May 27, 2018 - Technology

Researchers seek early warnings of online nastiness

In London, an argument over apartments, 1969. Photo: William Lovelace/Daily Express/Hulton Archive/Getty

Among efforts to make social media a more congenial place, researchers at Cornell are working on artificial intelligence that detects nasty online conversations when they are only starting to take that turn.

What's going on: Most studies of online conversation look for phrases such as, "What the hell is wrong with you.” But, by then, it's too late.
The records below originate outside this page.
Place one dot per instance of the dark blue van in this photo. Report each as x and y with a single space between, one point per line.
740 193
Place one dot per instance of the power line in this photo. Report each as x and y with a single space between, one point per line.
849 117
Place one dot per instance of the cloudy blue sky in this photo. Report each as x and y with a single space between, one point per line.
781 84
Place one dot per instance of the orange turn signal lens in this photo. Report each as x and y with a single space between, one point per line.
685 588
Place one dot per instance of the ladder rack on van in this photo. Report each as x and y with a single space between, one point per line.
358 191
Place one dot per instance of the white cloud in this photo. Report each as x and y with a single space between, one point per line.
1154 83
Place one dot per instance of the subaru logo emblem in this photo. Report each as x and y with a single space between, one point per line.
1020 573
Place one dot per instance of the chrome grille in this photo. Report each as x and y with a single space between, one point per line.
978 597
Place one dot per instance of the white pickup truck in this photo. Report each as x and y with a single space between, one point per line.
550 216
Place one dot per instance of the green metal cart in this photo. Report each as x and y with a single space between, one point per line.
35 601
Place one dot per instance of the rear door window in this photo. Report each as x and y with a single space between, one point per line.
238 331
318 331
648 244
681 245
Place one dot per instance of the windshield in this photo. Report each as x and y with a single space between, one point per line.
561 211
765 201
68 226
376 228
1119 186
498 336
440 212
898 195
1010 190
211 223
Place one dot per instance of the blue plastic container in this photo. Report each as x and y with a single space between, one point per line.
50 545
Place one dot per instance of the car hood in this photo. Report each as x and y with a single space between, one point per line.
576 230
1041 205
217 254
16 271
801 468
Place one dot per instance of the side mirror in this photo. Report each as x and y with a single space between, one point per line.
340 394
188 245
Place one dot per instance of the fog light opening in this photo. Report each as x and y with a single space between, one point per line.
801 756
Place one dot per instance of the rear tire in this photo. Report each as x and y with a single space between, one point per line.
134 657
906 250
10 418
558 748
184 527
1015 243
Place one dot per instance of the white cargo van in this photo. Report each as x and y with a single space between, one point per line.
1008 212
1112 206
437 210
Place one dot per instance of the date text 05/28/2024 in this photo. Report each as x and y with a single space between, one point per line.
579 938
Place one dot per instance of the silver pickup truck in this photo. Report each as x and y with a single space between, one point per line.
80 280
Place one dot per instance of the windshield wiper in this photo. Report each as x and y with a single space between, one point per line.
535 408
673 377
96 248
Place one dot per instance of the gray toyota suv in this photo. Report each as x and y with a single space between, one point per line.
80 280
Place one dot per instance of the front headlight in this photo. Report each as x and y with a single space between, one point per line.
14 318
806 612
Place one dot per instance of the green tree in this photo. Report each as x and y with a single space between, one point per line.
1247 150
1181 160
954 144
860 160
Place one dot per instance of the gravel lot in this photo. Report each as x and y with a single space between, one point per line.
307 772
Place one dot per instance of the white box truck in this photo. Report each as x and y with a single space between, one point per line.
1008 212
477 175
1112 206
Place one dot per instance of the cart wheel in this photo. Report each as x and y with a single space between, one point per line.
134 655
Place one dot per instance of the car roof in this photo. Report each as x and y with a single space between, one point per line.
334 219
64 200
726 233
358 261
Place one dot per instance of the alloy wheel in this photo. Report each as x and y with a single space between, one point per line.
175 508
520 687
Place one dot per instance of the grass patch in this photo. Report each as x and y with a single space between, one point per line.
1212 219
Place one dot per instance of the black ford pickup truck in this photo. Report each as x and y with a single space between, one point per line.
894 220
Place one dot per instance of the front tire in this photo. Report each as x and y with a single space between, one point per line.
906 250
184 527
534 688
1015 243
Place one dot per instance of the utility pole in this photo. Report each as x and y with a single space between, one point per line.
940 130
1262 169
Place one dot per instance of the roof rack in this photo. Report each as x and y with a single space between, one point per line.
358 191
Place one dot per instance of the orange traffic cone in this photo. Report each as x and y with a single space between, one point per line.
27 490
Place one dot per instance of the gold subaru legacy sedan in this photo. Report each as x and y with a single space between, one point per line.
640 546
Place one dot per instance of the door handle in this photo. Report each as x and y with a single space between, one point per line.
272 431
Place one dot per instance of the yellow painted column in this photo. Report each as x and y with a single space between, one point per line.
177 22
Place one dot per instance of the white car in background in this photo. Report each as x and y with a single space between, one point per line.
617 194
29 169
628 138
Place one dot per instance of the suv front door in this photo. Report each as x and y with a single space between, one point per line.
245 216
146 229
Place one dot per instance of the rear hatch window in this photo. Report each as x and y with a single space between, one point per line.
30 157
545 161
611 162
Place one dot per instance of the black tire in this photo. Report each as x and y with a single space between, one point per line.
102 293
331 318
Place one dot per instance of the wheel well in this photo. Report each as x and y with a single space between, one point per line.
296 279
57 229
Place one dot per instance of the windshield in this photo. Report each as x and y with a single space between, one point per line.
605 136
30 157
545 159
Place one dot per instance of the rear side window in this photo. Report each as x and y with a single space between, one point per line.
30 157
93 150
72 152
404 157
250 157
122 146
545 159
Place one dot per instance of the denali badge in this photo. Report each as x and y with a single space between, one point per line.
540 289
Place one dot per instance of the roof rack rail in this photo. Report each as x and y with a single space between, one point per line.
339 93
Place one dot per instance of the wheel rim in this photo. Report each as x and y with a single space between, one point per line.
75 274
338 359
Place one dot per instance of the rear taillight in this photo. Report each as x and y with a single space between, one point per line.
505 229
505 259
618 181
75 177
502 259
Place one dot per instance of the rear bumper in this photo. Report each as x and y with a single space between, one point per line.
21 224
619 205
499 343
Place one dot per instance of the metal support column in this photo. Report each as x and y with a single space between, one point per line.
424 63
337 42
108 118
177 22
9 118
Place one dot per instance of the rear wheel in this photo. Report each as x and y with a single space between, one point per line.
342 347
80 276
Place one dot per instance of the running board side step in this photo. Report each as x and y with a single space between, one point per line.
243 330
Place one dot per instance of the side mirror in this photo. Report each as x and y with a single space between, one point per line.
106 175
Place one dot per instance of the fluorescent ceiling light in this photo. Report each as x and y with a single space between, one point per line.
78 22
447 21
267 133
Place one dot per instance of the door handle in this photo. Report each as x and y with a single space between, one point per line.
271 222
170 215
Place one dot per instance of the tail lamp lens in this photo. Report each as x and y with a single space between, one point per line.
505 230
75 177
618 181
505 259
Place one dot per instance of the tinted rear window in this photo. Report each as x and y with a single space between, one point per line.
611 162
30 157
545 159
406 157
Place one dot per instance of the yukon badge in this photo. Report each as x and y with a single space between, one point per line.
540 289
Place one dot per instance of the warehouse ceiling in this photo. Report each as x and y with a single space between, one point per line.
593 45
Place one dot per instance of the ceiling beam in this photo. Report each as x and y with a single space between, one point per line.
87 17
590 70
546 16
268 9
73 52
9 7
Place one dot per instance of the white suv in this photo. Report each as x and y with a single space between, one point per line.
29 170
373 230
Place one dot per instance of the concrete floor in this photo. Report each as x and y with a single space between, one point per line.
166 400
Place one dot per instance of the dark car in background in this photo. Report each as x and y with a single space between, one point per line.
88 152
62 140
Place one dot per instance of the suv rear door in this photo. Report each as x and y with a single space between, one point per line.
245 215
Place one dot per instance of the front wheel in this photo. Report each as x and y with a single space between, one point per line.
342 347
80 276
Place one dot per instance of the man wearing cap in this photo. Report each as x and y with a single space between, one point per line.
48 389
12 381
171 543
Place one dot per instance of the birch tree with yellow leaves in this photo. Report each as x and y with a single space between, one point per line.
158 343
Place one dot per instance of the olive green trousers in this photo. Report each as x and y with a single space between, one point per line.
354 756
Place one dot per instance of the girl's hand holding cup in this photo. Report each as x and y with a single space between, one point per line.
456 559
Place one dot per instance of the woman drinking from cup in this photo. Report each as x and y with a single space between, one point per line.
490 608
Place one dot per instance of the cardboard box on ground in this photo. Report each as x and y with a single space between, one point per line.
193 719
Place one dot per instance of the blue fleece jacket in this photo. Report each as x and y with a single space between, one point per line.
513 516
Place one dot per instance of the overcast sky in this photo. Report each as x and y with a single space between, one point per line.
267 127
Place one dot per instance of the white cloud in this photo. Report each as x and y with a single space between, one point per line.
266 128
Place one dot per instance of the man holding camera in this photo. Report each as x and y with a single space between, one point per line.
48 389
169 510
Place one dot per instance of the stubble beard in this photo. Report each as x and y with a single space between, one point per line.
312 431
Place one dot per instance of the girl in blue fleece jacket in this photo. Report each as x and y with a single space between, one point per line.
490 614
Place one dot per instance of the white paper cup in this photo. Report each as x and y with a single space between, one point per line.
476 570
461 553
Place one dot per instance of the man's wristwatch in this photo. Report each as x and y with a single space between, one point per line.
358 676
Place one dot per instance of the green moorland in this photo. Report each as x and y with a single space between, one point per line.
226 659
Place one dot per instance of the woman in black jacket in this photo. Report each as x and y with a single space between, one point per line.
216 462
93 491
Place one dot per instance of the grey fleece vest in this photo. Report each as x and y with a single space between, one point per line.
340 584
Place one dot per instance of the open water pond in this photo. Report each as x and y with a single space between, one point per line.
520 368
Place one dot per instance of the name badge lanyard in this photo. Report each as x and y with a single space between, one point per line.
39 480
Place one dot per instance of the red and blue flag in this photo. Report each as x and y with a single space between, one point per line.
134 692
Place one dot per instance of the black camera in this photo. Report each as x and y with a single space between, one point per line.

In their new paper, Justine Zhang, Jonathan Chang and Cristian Danescu-Niculescu-Mizil say they aim to ferret out anti-social clues "when the conversation is still salvageable."

How they did it: The Cornell team studied some 1,200 conversations on Wikipedia Talk pages, reports MIT Tech Review, in a collaboration with researchers from Jigsaw and Wikimedia.

Among their findings:

  • Cues of civil conversations include greetings and gratitude as well as opinions that are hedged.
  • Conversations going bad feature sentences starting with the word "you," which signals potential trouble.

That won't surprise many of us: The researchers found that humans are still better at this than AI — a control group of humans detected a bad conversation in advance 72% of the time, compared with 61.6% for the AI.

  • Yet if all humans were terrific at heading off online battles, we would not be in some of the mess we currently confront. In other words, early detection would be a good thing.

One bit of good news: In some of the conversations their AI had flagged, the humans eventually self-corrected.

  • The paper concludes, "Interactions which initially seem prone to attacks can nonetheless maintain civility, by way of level-headed interlocutors, as well as explicit acts of reparation."